Depuis, tu sais, je passe mes nuits à ne pas oublier.

Il y aura des paysages qui défilent, des gares et des mots, des livres avalés, choisis, pretés. Il y a aura Merveille que j'étreins trop fort quand le monde va trop vite. Il y aura des courses folles dans les couloirs sombres, des rires et des confidences, des courses de tabourets roulants et de la bienveillance c'est sur. Des femmes qui veillent comme des mères, sur mes premiers tout petits pas d'infirmière.

Il m'en aura fallu du temps, pour renoncer. Me dire qu'un jour tu auras des enfants, un jour, peut-être j'en aurai aussi. Mais nous n'en aurons pas. Ils n'auront pas tes yeux noirs, tes cheveux épais et tes mains de cuir qui savaient si bien courir le long du corps de mes dix huit ans. Pas non plus ton optimisme énervant, ta gentillesse outrancière et ta façon de cueillir tes mots dans des champs de maladresse, de cueillir tes mots, de soigner mes maux. Ils seront moi mais ils ne seront pas de toi. Ils n'auront pas ton nom apposé au mien, pas nés de ton corps délicieusement apposé au mien.

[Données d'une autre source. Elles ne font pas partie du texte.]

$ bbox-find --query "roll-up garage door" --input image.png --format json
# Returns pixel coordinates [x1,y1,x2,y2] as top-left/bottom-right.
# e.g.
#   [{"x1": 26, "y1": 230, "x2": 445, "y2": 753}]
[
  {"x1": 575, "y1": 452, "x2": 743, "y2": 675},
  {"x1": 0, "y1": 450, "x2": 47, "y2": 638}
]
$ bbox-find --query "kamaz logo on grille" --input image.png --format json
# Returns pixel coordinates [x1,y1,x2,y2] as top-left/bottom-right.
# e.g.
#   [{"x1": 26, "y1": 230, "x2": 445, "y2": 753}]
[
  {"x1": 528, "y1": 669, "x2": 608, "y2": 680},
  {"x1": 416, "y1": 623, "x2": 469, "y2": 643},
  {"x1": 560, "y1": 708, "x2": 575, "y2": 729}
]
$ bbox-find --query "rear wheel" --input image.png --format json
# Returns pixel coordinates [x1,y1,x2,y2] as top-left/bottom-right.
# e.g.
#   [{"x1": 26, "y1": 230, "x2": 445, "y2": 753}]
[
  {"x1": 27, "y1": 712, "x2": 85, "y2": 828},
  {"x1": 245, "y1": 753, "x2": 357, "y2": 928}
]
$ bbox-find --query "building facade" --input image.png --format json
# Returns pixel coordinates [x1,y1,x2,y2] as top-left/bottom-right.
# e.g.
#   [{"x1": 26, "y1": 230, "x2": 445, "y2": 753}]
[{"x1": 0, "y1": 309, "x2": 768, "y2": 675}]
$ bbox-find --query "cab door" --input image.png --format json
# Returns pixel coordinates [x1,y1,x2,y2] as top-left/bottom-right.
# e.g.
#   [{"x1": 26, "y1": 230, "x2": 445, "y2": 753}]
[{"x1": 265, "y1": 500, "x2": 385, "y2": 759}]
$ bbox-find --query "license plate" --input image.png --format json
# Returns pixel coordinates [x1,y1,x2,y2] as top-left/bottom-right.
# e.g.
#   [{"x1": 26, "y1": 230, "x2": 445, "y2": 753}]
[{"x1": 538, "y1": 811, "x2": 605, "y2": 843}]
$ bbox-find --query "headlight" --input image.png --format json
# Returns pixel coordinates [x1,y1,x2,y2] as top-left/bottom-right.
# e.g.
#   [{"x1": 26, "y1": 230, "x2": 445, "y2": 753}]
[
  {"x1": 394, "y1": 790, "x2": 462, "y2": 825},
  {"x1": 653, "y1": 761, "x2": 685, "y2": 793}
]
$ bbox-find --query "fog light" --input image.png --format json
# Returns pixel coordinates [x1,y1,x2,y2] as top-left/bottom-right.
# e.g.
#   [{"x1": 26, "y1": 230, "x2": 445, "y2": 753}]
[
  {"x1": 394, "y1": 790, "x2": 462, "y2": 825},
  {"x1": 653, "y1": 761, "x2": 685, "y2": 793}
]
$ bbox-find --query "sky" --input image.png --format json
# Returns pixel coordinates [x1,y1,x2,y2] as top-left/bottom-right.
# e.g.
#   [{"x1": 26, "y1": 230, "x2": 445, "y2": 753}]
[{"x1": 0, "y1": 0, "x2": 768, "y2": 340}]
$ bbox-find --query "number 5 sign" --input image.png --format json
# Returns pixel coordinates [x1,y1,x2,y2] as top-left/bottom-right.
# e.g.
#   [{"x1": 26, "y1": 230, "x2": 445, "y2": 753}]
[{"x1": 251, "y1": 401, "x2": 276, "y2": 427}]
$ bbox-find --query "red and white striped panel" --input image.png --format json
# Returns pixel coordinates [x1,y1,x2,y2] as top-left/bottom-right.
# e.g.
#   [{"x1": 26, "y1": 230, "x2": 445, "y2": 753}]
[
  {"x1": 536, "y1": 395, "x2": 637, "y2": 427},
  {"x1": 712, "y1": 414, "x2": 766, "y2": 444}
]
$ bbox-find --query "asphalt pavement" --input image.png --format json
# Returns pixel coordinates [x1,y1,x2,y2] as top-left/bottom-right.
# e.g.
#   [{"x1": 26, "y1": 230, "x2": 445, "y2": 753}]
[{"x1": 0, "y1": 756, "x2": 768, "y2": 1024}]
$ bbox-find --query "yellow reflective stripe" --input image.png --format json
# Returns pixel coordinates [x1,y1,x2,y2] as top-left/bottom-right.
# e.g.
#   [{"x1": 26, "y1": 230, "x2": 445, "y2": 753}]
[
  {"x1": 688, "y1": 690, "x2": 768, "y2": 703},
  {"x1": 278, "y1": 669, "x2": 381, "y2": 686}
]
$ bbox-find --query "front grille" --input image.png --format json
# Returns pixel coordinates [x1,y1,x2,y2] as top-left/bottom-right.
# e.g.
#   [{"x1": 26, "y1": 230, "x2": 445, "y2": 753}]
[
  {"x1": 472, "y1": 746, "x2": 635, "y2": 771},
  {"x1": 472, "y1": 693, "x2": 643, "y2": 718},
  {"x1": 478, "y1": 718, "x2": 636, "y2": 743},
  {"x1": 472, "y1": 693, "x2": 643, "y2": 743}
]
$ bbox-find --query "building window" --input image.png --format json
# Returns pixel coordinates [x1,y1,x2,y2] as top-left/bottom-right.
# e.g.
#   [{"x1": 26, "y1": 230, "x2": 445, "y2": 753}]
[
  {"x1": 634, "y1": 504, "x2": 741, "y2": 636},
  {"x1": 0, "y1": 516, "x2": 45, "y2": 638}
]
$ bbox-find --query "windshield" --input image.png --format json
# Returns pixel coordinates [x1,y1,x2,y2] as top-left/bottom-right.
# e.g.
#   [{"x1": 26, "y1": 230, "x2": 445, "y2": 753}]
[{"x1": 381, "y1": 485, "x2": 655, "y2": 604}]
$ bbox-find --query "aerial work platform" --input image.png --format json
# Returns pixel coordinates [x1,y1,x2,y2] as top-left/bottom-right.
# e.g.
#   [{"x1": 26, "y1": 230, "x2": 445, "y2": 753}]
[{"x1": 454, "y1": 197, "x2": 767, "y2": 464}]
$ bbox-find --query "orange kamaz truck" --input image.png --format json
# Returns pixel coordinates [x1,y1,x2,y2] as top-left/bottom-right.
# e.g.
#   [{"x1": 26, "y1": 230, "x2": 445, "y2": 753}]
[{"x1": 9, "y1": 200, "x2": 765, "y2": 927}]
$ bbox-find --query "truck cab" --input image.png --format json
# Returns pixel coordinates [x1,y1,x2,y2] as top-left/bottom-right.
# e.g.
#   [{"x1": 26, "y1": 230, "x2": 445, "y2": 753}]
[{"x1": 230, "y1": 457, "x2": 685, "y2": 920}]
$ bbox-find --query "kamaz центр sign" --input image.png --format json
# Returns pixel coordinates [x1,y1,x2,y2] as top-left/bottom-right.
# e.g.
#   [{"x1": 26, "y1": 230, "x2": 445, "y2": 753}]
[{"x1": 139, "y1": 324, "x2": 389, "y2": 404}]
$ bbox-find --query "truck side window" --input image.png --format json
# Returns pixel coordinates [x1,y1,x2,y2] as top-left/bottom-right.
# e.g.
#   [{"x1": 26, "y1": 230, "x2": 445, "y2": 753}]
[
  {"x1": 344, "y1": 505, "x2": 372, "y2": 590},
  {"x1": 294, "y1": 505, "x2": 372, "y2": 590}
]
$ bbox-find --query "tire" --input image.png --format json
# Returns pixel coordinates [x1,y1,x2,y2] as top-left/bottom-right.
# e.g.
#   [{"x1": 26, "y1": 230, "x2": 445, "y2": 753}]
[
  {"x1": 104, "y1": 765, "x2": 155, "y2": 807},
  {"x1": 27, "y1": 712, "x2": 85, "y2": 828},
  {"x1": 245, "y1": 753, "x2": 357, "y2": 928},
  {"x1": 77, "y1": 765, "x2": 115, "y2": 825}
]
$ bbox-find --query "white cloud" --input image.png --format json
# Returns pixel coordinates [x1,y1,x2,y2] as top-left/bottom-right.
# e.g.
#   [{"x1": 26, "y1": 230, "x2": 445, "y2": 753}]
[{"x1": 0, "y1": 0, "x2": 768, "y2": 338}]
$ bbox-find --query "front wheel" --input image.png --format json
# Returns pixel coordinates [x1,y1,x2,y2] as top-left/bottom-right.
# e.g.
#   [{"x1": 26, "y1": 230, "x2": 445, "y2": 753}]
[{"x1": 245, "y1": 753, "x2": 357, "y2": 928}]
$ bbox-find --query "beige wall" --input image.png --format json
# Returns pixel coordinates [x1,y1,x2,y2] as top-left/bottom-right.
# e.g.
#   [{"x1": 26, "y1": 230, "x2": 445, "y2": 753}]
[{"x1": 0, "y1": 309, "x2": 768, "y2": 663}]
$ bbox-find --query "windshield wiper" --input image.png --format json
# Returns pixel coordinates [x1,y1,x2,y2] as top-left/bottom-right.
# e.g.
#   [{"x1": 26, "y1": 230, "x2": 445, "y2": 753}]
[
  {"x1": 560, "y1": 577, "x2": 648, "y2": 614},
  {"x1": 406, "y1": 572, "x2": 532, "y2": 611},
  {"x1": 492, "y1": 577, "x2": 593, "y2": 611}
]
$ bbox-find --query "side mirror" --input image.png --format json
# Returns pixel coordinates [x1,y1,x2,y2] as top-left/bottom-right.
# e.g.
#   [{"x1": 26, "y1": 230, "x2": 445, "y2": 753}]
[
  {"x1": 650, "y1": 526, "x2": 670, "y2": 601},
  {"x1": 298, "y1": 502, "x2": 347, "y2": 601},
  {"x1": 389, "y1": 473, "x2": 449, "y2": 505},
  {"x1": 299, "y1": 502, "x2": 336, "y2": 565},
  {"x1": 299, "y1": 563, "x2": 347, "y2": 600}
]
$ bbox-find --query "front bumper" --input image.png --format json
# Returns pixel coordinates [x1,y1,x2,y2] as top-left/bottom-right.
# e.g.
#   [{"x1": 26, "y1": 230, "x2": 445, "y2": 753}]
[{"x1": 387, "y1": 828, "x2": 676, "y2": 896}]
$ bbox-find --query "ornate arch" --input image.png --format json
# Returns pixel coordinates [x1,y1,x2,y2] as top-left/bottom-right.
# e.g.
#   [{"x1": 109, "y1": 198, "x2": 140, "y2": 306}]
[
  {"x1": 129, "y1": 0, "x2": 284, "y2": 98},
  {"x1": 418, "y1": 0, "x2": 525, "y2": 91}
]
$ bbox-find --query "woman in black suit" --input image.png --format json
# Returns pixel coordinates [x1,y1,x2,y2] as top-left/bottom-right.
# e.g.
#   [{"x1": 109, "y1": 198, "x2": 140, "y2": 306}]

A qui donner maintenant ce corps, ce champ de bataille amnistiée, ce paysage aux vallons barrés de sillons, où tu voyageais ; témoin de l'acharnement d'un Homme à faire vivre un nourrisson, de la vie jaillissant encore de l'infecte pourriture.
J'ai appris peu après, que tu avais trouvé un travail, tu aidais les médecins à faire naître les enfants dans un bloc opératoire, que tu plongeais les mains, dans les entrailles des femmes, pour que jaillisse le nouveau-né.